Ford’s direction, alongside editor Joan Sobel and his cinematographer Seamus McGarvey, keeps the three timelines separate but intuitively interwoven. Carefully manicured scenes in the sterile L.A. art studios recall the first part of David Lynch’s Lost Highway, meticulously restrained and intentionally over-stylized, while the sprawling Texas landscapes seem dodgier, like something out of Lynch’s Wild at Heart. A studied film buff, Ford uses his obvious knowledge of other filmmakers and aestheticizes his timelines, but he’s not so self-serious as to avoid some humor. Once again taking a cue from Lynch, there’s an intentional camp value to Linney’s scene, as her caked-on makeup and pearls remind us of Diane Ladd in Wild at Heart, whereas Shannon’s dry matter-of-factness is a hoot. Beyond his obvious eye for colors and composition in nearly every scene, Ford develops intricate characters, helping Adams create a monumental performance (her second in 2016, after Arrival). Gyllenhaal, Shannon, and Taylor-Johnson are all incredibly effective as well.
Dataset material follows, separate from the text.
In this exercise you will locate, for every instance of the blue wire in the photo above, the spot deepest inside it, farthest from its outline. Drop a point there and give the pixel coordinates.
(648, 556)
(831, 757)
Ford adopts the aforementioned style of Lynch, but also a wonderfully melodramatic, Sirkian edge in the present-day scenes. Elsewhere, the director evokes Hitchcock when the hypnotic score by Abel Korzeniowski seems to channel Bernard Herrmann. For all his stylistic influence and homage, Ford maintains the structural balancing act of Nocturnal Animals quite well, only faltering because Susan remains a passive protagonist whose conflict exists only in her mind. Although the final, terrifically acted scene completes the existential journey of the film, upon reflection Nocturnal Animals is really about Susan reading a book and thinking about her life, while nothing much actually happens. That’s both the genius and somewhat disappointing reality of this film. From this, it might be tempting to describe Ford’s efforts as the empty work of a formalist, except the film’s emotions remain profound, unnerving, and at times downright spellbinding.